The Slatest

Newly Released Nixon Tapes Capture Ronald Reagan Calling African Delegates “Monkeys”

A statue of President Reagan.
A statue of President Ronald Reagan inside the U.S. Capitol Rotunda. Mark Wilson/Getty Images

The Nixon Presidential Library, motivated apparently by the work of its former director, has released a tape of then-California Gov. Ronald Reagan ranting about African delegates, whom he called “monkeys,” in a racist phone call to President Richard Nixon.

“To see those, those monkeys from those African countries—damn them, they’re still uncomfortable wearing shoes!” Reagan said, to laughter from Nixon.

The New York University historian and former Nixon Library director Tim Naftali published the audio recording on Tuesday in the Atlantic, where he noted that while Nixon’s racism is more well-established from other recordings, the recording provided rarer direct evidence of the 40th president’s bald racism.

The call came about in 1971, when both Reagan and Nixon were frustrated about a United Nations vote to recognize the People’s Republic of China. While the U.S. had supported recognizing Taiwan as an independent state, African delegations sided with others in supporting Chinese sovereignty over Taiwan. Naftali wrote that Nixon blamed that decision for the outcome, even though more influential European players might have more justifiably been credited with the result. When the vote came down, members of the Tanzanian delegation started dancing in celebration, apparently infuriating Reagan.

Reagan, ready to share his frustration, tried calling the president but was unable to reach him. The next morning, he called again, voicing his racist views.
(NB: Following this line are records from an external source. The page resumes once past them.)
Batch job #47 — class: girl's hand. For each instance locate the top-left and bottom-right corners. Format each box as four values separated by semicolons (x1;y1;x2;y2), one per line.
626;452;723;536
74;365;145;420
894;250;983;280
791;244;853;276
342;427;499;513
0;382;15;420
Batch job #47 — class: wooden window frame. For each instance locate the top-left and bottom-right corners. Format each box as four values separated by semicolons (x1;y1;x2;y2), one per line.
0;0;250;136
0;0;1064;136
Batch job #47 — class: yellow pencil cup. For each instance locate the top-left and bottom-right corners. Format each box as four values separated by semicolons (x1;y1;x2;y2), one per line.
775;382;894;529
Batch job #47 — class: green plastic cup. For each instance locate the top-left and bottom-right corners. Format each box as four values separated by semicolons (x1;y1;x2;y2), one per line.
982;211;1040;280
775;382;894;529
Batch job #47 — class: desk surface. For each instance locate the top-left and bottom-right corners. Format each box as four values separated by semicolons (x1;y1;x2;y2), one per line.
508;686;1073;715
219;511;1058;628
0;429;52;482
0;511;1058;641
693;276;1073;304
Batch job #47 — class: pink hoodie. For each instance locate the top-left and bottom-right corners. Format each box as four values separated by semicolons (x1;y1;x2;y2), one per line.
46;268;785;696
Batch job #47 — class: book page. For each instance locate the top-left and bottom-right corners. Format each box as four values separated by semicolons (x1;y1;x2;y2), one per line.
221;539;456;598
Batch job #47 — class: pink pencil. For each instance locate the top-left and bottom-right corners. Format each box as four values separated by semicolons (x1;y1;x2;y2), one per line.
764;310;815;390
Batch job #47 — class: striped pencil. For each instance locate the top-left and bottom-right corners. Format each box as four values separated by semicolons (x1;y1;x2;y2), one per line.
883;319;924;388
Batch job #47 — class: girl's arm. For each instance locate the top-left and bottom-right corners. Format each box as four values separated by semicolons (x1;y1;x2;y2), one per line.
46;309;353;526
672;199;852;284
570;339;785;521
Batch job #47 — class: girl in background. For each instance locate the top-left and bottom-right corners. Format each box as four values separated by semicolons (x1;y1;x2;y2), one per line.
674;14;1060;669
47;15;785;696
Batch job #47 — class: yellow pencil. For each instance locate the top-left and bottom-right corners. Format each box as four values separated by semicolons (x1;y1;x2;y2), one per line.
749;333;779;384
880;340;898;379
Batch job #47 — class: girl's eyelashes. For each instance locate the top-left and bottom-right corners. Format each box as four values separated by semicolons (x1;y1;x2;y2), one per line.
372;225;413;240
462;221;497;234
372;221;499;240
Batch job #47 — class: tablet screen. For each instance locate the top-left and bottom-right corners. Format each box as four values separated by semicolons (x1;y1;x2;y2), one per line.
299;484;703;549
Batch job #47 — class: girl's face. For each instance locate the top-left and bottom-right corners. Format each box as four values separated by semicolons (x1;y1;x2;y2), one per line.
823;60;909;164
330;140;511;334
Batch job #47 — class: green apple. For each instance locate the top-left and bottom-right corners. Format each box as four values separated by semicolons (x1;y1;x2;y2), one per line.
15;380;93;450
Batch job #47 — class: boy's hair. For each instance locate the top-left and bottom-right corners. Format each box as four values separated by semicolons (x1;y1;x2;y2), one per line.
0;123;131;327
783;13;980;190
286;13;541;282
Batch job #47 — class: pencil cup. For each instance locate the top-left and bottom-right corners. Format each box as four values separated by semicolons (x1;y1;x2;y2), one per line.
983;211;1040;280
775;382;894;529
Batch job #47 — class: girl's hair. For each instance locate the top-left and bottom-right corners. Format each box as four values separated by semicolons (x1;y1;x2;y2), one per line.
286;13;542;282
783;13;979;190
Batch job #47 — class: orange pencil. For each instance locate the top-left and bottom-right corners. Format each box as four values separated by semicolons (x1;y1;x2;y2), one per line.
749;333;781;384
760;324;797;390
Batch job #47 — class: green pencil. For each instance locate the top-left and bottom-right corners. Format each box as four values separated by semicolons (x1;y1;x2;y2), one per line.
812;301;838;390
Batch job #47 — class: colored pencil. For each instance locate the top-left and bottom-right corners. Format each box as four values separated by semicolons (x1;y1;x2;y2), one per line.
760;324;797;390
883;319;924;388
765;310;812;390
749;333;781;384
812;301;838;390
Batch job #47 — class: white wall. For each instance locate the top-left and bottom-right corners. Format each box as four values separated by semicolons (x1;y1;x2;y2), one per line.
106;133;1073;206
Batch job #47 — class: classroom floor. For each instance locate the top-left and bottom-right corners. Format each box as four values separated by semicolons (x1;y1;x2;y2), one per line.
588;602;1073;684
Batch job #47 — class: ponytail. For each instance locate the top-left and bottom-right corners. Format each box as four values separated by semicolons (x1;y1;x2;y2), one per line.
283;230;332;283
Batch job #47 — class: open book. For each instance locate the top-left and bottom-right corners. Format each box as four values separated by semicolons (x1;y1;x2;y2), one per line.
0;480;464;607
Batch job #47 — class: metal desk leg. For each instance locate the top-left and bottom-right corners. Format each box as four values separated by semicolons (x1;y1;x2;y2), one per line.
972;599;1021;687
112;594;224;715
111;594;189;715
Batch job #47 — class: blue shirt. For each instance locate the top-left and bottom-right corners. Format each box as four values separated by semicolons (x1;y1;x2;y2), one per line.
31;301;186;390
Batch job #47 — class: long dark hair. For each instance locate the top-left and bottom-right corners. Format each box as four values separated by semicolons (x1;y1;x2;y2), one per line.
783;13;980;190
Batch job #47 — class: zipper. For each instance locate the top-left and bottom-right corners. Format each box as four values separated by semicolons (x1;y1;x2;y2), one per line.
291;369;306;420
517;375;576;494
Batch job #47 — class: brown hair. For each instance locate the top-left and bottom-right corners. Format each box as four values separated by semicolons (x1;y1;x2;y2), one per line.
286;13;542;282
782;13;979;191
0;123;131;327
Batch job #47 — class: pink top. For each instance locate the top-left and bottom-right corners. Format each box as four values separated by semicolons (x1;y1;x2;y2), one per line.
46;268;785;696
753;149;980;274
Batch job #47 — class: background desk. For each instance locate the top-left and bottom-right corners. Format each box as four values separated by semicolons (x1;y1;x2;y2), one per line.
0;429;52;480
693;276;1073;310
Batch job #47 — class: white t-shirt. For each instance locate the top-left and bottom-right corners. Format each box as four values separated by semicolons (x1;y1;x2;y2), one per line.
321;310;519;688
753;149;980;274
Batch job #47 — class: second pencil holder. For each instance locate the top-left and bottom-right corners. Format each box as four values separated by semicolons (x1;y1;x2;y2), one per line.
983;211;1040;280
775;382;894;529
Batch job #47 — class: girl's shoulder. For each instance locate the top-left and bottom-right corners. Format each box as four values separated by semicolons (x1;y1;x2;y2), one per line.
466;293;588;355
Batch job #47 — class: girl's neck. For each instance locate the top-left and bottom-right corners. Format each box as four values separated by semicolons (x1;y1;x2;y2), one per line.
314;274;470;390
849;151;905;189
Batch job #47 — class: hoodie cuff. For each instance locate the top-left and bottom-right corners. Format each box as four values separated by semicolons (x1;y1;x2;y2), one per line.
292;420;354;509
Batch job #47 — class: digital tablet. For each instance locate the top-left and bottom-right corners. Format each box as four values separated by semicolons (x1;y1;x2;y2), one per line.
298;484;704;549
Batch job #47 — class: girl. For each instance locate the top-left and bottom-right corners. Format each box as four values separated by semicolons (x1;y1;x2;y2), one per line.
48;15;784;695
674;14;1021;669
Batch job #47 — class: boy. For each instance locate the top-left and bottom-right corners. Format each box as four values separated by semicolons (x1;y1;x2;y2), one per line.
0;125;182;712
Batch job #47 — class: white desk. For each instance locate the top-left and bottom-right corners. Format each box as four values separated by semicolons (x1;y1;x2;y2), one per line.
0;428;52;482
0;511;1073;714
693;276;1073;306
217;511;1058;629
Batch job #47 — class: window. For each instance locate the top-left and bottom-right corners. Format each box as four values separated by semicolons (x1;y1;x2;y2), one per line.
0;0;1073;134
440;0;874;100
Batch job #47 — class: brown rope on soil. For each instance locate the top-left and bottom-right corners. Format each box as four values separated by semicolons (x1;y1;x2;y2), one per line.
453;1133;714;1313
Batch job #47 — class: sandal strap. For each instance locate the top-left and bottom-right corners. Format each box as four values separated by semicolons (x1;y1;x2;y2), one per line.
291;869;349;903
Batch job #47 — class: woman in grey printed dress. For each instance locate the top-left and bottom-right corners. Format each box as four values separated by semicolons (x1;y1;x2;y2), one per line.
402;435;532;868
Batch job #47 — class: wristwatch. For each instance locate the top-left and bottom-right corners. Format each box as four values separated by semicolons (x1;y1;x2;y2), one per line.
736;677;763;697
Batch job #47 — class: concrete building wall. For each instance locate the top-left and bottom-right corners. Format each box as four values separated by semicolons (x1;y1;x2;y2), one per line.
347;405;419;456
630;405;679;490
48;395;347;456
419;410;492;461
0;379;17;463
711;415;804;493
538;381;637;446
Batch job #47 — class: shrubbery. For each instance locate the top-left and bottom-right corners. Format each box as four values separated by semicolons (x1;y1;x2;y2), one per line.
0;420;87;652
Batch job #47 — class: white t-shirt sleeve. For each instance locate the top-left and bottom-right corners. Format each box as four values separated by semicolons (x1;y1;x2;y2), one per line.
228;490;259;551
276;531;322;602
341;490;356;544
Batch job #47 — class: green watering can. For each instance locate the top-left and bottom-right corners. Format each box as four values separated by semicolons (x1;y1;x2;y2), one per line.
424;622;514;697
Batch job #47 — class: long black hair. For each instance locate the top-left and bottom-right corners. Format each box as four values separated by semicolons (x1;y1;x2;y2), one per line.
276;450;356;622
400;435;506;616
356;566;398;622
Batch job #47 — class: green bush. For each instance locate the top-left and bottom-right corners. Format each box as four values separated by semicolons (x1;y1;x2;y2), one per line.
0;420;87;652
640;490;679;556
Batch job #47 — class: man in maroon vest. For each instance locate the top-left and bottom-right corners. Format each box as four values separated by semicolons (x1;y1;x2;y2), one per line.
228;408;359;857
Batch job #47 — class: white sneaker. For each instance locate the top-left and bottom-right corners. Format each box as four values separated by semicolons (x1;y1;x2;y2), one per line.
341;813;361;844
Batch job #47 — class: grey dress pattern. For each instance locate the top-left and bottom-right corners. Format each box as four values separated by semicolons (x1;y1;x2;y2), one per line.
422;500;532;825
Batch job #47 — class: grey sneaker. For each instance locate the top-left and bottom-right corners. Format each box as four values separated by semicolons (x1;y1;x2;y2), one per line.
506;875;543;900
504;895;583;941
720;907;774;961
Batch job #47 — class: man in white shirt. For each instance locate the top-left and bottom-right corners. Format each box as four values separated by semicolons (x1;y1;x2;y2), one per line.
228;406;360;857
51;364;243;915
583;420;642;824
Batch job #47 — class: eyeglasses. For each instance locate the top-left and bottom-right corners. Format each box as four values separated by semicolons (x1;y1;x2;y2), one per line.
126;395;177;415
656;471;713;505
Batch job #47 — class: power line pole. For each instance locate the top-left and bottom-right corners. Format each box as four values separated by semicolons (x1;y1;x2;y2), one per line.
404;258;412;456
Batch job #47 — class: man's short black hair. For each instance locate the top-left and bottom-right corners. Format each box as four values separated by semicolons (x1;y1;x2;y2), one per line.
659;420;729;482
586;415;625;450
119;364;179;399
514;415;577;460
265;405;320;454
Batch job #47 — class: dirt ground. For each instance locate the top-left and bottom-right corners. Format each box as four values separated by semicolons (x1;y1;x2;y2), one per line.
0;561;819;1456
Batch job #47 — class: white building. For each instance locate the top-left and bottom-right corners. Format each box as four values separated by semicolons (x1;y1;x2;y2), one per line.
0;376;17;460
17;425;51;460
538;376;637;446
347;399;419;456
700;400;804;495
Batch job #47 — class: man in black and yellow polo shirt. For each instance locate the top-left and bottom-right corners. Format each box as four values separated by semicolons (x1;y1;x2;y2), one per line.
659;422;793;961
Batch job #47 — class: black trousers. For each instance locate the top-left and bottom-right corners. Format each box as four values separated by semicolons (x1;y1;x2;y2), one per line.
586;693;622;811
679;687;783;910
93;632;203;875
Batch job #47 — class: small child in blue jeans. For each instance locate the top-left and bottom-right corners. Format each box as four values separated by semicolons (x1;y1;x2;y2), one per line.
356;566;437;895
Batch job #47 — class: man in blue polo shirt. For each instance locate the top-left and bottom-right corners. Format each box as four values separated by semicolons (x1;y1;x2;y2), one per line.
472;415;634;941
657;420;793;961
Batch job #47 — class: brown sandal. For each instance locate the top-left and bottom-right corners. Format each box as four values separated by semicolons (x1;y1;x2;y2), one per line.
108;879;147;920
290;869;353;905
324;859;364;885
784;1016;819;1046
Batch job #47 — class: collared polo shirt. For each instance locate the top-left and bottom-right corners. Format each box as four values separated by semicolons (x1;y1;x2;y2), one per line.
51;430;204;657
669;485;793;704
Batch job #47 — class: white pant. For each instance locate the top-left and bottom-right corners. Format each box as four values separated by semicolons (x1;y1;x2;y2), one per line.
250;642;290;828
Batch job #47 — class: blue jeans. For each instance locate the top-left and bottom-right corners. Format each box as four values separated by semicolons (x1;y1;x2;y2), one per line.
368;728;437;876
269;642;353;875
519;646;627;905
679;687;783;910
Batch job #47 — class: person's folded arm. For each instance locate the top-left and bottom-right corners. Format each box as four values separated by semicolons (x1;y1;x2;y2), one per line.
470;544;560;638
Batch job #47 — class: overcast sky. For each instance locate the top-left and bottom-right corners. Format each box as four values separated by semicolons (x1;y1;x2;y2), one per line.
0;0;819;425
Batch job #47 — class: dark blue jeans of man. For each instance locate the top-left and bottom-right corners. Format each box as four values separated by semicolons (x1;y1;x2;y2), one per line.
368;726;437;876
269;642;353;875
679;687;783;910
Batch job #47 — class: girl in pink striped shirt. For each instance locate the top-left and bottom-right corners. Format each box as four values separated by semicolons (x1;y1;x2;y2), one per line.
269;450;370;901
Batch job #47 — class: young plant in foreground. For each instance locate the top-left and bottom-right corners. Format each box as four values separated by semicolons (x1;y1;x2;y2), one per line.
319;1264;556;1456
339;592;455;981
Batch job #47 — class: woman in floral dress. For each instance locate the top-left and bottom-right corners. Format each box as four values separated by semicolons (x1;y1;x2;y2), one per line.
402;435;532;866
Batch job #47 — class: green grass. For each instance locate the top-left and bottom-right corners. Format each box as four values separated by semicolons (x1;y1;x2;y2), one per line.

According to Naftali, that call made an impact on Nixon, who repeated Reagan’s words at least twice more, with the message that “Reagan spoke for racist Americans, and they needed to be listened to.”

Here is how he described Reagan’s words in two phone calls with Secretary of State William Rogers on the same day:

As you can imagine, there’s strong feeling that we just shouldn’t, as [Reagan] said, he saw these, as he said, he saw these—these, uh, these cannibals on television last night, and he says, “Christ, they weren’t even wearing shoes, and here the United States is going to submit its fate to that,” and so forth, and so on.


Reagan called me last night, and I didn’t talk to him until this morning, but he is, of course, outraged. And I found out what outraged him, and I find this is typical of a lot of people: They saw it on television and, he said, “These cannibals jumping up and down and all that.” And apparently it was a pretty grotesque picture. … He practically got sick at his stomach, and that’s why he called. And he said, “It was a terrible scene.” And that sort of thing will have an emotional effect on people … as [Reagan] said, “This bunch of people who don’t even wear shoes yet, to be kicking the United States in the teeth” … It was a terrible thing, they thought.

According to Naftali, the comments were not released with the rest of the conversation in 2000 out of a desire to protect Reagan’s privacy. Naftali, who was president of the Nixon Library from 2007 to 2011, wrote that Reagan’s death in 2004 cleared up that concern and that last year he requested the National Archives rereview the conversations involving Reagan. Two weeks ago, he wrote, the National Archives released the full versions of the conversations.

Nixon’s prejudice—from his openly racist Southern Strategy—was no secret. (Naftali notes that the tapes also record Nixon plainly discussing his belief in race science and the superiority of white and Asian populations to black and Latino ones). But most accusations of racism involving Reagan have revolved around his policies—notably, the War on Drugs—coded words possibly meant to court racist voters, or his characterization of black communities. His reliance on the “welfare queen” trope in particular evoked racist stereotypes of laziness and greed. But his defenders have been able to dispute such arguments by describing his actions and words as philosophically and policy-based rather than racist. Describing black delegates to the United Nations as “monkeys … uncomfortable wearing shoes,” however, will prove harder for those defenders to explain away.